Taurine is an amino acid the body makes on its own, but supplementation is extremely safe and has multiple benefits. Taurine is great at: reducing anxiety, improving sleep, improving cardiac health (cholesterol/hypertension), and being an antioxidant.
Taurine is an acid that contains an amino group, which technically makes it an “amino acid”, however biologically speaking is not considered an amino acid per the proper definition. Taurine is created naturally by the body in the liver, but used by almost every cell in the human body. It is considered one of the most abundant amino acids in the body - particularly in the brain and muscle tissue.1 Taurine deficiency is relatively rare and caused primarily by various diseases2, however supplementation does have benefits.
Taurine crosses the blood brain barrier, however there are no known taurine receptors in the brain. Instead, taurine plays a modulatory role in the brain - essentially it helps the brain regulate itself. It relieves oxidative stress in the brain, can be used to help recover from head injuries, and most importantly improves sleep quality. I take taurine at night due to the fact that supplementation over 1g results in sleepiness, which is a great side effect in the evening. This effect is speculated to be related to taurine modulating the sensitivity of GABA-A in the brain, which is the primary anti-excitatory neurotransmitter (translation: provides mild anxiety relief).
Taurine is also a great supplement for weight management and exercise.
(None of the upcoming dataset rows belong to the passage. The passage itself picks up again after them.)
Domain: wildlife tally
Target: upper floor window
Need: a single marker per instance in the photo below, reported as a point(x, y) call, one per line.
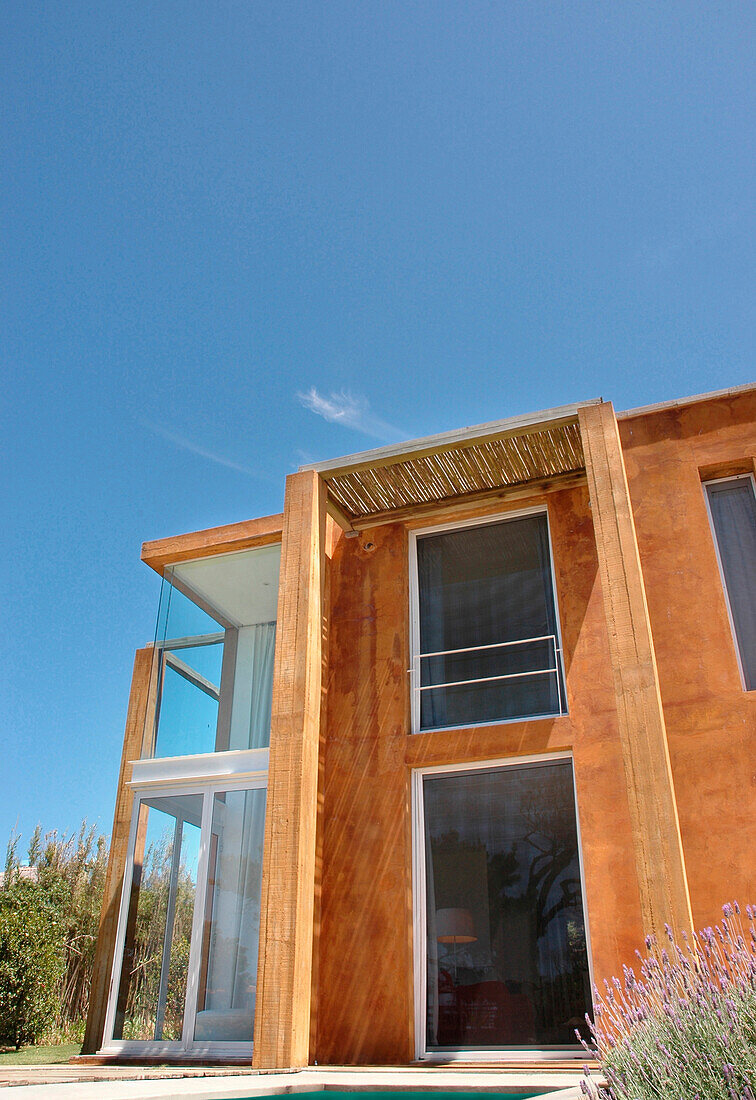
point(485, 633)
point(214, 655)
point(732, 507)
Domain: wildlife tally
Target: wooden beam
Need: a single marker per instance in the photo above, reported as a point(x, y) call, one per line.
point(139, 706)
point(650, 790)
point(447, 441)
point(470, 501)
point(251, 532)
point(338, 516)
point(282, 1021)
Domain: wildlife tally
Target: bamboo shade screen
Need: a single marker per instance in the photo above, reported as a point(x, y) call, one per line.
point(458, 471)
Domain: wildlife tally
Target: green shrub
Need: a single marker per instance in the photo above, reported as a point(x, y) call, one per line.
point(62, 888)
point(32, 963)
point(685, 1029)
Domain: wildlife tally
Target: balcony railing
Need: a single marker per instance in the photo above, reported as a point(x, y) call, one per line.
point(552, 669)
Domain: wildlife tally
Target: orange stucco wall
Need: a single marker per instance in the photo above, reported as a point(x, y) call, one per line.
point(364, 1010)
point(364, 990)
point(711, 721)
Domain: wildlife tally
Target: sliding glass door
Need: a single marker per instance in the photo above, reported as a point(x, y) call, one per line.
point(500, 925)
point(186, 969)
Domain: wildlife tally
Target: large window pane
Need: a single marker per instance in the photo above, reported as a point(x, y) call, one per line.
point(489, 638)
point(506, 955)
point(733, 509)
point(154, 970)
point(215, 646)
point(231, 931)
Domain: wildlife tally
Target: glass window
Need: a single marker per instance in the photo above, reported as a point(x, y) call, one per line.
point(506, 956)
point(215, 645)
point(228, 974)
point(155, 964)
point(489, 639)
point(192, 982)
point(732, 506)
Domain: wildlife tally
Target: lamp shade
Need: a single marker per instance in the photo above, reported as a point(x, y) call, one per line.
point(455, 926)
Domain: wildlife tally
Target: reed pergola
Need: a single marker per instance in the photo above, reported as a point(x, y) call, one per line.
point(423, 475)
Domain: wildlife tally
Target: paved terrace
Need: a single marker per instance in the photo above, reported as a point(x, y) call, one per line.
point(165, 1082)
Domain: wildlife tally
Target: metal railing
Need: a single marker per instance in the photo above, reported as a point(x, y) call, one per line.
point(551, 670)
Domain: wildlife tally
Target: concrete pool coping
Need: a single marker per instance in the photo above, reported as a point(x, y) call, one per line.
point(558, 1085)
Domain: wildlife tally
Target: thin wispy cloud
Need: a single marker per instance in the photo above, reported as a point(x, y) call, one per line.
point(350, 410)
point(188, 444)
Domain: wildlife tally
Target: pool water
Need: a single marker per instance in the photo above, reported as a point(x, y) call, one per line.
point(406, 1095)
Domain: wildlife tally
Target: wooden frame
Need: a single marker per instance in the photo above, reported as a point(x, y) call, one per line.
point(282, 1027)
point(139, 708)
point(650, 790)
point(214, 540)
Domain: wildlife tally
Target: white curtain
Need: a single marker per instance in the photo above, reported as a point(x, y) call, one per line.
point(253, 688)
point(238, 827)
point(733, 507)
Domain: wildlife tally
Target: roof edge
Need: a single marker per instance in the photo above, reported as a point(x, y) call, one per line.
point(681, 402)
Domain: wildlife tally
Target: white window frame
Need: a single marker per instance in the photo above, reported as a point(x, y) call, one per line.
point(721, 481)
point(154, 778)
point(420, 927)
point(415, 619)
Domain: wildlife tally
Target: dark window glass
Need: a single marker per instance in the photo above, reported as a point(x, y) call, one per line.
point(733, 509)
point(506, 955)
point(486, 591)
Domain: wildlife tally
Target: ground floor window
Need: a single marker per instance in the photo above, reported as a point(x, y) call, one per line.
point(186, 964)
point(501, 921)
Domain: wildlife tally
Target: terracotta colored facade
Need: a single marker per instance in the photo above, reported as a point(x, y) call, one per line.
point(362, 1008)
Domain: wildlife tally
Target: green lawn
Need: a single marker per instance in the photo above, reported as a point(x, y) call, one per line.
point(40, 1055)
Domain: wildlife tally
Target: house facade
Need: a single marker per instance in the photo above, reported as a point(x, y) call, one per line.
point(413, 765)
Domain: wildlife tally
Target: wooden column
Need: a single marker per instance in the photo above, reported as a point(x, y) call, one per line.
point(139, 702)
point(650, 790)
point(282, 1021)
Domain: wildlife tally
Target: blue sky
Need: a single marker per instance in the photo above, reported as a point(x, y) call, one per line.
point(242, 235)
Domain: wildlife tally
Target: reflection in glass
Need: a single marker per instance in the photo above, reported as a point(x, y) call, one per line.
point(215, 644)
point(506, 954)
point(733, 512)
point(231, 931)
point(488, 616)
point(155, 964)
point(188, 702)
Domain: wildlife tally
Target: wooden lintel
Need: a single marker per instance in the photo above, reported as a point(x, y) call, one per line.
point(470, 501)
point(648, 777)
point(139, 707)
point(338, 516)
point(214, 540)
point(282, 1020)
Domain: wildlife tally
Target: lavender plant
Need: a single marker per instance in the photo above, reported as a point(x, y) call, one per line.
point(685, 1027)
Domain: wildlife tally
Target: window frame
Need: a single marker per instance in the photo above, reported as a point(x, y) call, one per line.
point(154, 781)
point(736, 644)
point(419, 914)
point(414, 670)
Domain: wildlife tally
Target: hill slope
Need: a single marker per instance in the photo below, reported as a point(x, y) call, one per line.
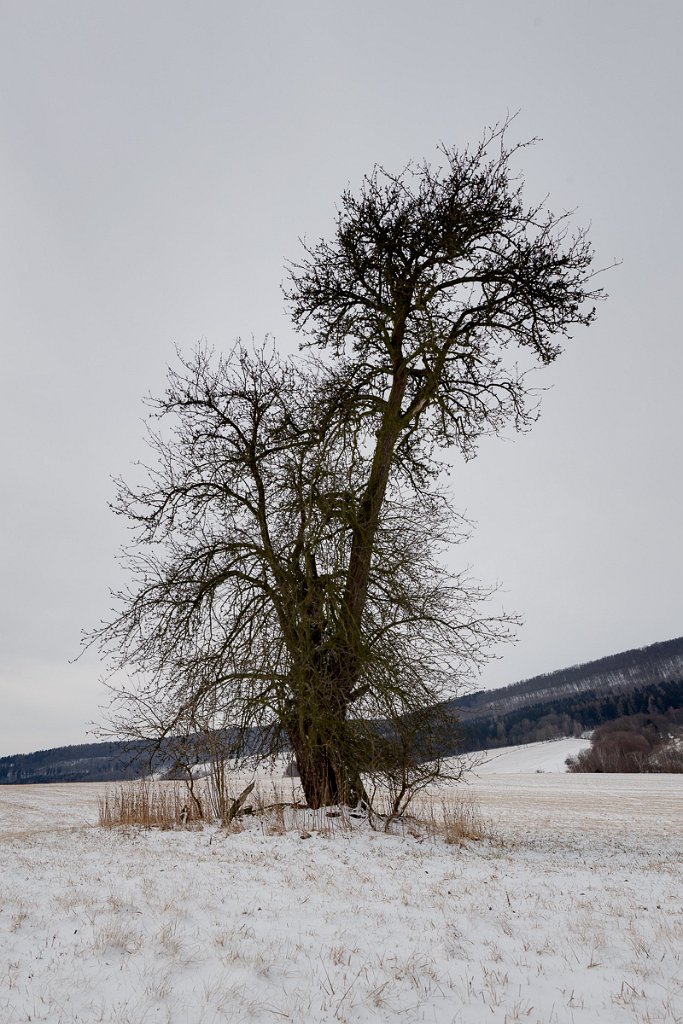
point(565, 702)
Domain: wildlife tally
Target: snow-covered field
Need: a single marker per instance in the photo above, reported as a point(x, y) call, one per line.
point(570, 911)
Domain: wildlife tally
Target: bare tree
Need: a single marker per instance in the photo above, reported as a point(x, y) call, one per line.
point(287, 567)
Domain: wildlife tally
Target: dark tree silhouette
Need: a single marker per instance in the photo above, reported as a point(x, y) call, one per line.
point(287, 570)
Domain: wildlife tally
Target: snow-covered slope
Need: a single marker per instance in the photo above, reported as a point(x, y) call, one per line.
point(529, 758)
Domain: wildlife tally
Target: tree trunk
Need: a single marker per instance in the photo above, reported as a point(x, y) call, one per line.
point(328, 773)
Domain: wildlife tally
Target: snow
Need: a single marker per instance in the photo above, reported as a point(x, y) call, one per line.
point(569, 910)
point(545, 757)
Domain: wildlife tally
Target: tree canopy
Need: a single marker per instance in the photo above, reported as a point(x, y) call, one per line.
point(287, 569)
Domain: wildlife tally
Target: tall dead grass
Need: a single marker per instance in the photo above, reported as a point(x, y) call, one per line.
point(147, 803)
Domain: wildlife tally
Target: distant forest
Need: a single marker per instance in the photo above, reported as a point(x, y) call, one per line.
point(567, 702)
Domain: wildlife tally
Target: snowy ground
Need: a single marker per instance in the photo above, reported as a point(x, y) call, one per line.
point(571, 911)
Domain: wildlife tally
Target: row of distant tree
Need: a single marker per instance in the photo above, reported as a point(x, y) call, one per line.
point(567, 714)
point(634, 743)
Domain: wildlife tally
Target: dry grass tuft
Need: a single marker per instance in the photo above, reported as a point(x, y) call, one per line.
point(462, 820)
point(146, 803)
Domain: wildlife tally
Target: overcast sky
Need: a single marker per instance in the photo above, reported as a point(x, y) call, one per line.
point(159, 163)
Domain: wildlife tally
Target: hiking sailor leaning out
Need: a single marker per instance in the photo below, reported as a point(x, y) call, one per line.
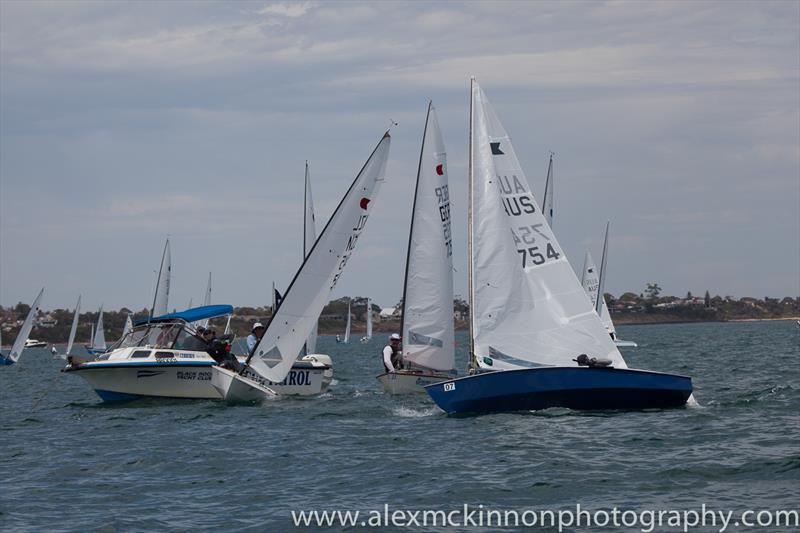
point(393, 355)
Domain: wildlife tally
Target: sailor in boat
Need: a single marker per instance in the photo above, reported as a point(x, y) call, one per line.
point(393, 354)
point(256, 333)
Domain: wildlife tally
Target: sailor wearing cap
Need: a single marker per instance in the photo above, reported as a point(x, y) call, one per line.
point(256, 333)
point(392, 354)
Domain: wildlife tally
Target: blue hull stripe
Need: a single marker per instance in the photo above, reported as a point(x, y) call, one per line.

There have been several studies linking taurine supplementation to better fat regulation (leading to lower body fat overall) as well as increased exercise performance.
Most people recognize taurine from the ingredients list of many popular energy drinks, which include small amounts of taurine to prevent jitteriness caused by the high amounts of stimulants included in those drinks.
There are no known downsides to taurine supplementation within the known safe dosages.
The maximum long-term safe dose of taurine that has been studied is 3,000mg per day.14 This dosage may be lower in people with kidney problems who cannot filter out excess of the compound.
Most studies on humans evaluate the effectiveness of taurine at dosages between 1,000mg and 2,000mg. I would stick between those two numbers, with 2,000mg per day before bed being the most recommended dosing schedule.
Taurine is best taken at night before bed because it is slightly sedative. As a result of taurine regulating brain GABA and glycine levels, it can improve sleep considerably when taken before bed.
Taurine should be a part of any “night time” supplement stack. Overall there are little to no downsides to supplementation, due to the fact that it has been extensively studied in animals and humans. The positives are enormous, even if the animal studies don’t translate 1:1 with humans.
Taurine can be cheap depending on the brand. Nutricost brand can provide 2,000mg of taurine a day at $0.04, however Life Extension provides the same 2,000mg dose at $0.34 a day.